Samarcanda e o coração da Rota da Seda
Os três dias de Turquemenistão foram, no entanto, pouco mais de um aquecimento para as verdadeiras estrelas do programa. Estrelas de pleno direito, diga-se de passagem, mas (ainda) com estatuto de culto. De Samarcanda toda a gente ouviu falar - no entanto, muitos nem sequer sabem onde fica e mesmo agora, passadas duas décadas sobre a independência, a cidade mais famosa do Uzbequistão está longe de ser um destino do turismo de massas. Menos ainda são as excursões a Bukhara e Khiva, os outros dois vértices do triângulo da Seda, apesar de recolherem a preferência de muitos viajantes independentes.

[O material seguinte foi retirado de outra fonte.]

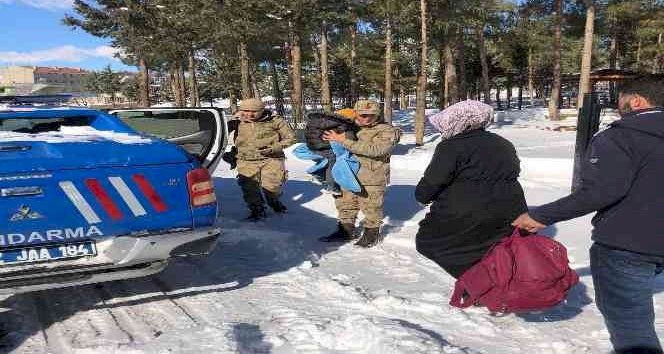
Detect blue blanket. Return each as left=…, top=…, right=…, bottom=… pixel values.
left=293, top=142, right=361, bottom=192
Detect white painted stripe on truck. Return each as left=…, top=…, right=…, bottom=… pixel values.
left=59, top=181, right=102, bottom=224
left=108, top=177, right=147, bottom=217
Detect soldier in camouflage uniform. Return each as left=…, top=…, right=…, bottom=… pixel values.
left=320, top=99, right=401, bottom=247
left=229, top=98, right=297, bottom=221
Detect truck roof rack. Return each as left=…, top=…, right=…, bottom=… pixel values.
left=0, top=94, right=73, bottom=105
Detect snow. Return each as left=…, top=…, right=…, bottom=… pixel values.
left=1, top=108, right=662, bottom=353
left=0, top=126, right=153, bottom=144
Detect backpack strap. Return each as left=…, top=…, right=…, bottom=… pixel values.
left=449, top=260, right=496, bottom=309
left=450, top=281, right=477, bottom=308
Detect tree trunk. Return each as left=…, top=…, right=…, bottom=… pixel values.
left=229, top=89, right=238, bottom=114
left=518, top=86, right=523, bottom=110
left=655, top=33, right=663, bottom=74
left=439, top=47, right=445, bottom=109
left=400, top=88, right=408, bottom=110
left=270, top=61, right=285, bottom=117
left=506, top=77, right=512, bottom=109
left=178, top=62, right=187, bottom=106
left=577, top=0, right=595, bottom=109
left=496, top=87, right=501, bottom=110
left=250, top=62, right=260, bottom=98
left=290, top=31, right=304, bottom=124
left=528, top=46, right=535, bottom=107
left=478, top=26, right=491, bottom=104
left=138, top=56, right=150, bottom=106
left=188, top=50, right=199, bottom=107
left=415, top=0, right=428, bottom=146
left=397, top=57, right=407, bottom=110
left=444, top=39, right=458, bottom=107
left=320, top=22, right=332, bottom=113
left=349, top=14, right=358, bottom=107
left=170, top=66, right=181, bottom=106
left=609, top=31, right=618, bottom=102
left=548, top=0, right=563, bottom=120
left=457, top=26, right=467, bottom=101
left=395, top=64, right=405, bottom=110
left=239, top=41, right=251, bottom=99
left=636, top=38, right=641, bottom=70
left=384, top=14, right=393, bottom=124
left=176, top=65, right=184, bottom=106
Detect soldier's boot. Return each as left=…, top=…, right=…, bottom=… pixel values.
left=354, top=227, right=383, bottom=248
left=264, top=191, right=288, bottom=213
left=246, top=205, right=267, bottom=222
left=319, top=223, right=356, bottom=242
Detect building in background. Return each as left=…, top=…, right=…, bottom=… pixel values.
left=0, top=66, right=90, bottom=95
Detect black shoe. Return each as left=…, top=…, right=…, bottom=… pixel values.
left=319, top=223, right=356, bottom=242
left=265, top=198, right=287, bottom=213
left=246, top=206, right=266, bottom=221
left=354, top=227, right=383, bottom=248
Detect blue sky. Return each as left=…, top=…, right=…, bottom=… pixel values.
left=0, top=0, right=132, bottom=71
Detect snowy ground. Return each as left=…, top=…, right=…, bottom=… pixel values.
left=1, top=108, right=663, bottom=354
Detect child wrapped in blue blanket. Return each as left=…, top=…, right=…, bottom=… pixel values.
left=304, top=112, right=357, bottom=195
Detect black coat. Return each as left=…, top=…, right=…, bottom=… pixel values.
left=305, top=112, right=357, bottom=151
left=531, top=107, right=664, bottom=256
left=415, top=129, right=527, bottom=278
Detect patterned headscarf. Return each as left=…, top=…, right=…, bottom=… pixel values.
left=428, top=100, right=494, bottom=140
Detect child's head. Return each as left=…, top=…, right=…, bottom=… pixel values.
left=334, top=108, right=356, bottom=121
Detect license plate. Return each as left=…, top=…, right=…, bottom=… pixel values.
left=0, top=241, right=97, bottom=265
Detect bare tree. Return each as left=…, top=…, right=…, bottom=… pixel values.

Nas três cidades cumprimos programas centrados na receita dos cinco emes (mausoléus, madrassas, mercados, mesquitas e minaretes), escoltados por um desses guias que têm horror ao silêncio. Todas as visitas previam, no entanto, bastante tempo livre para vaguear à vontade por sítios esplêndidos, frequentemente desertos. Raramente se cruzaram outros estrangeiros, certamente menos que uzbeques de férias, boa parte em excursões religiosas só de homens ou só de mulheres.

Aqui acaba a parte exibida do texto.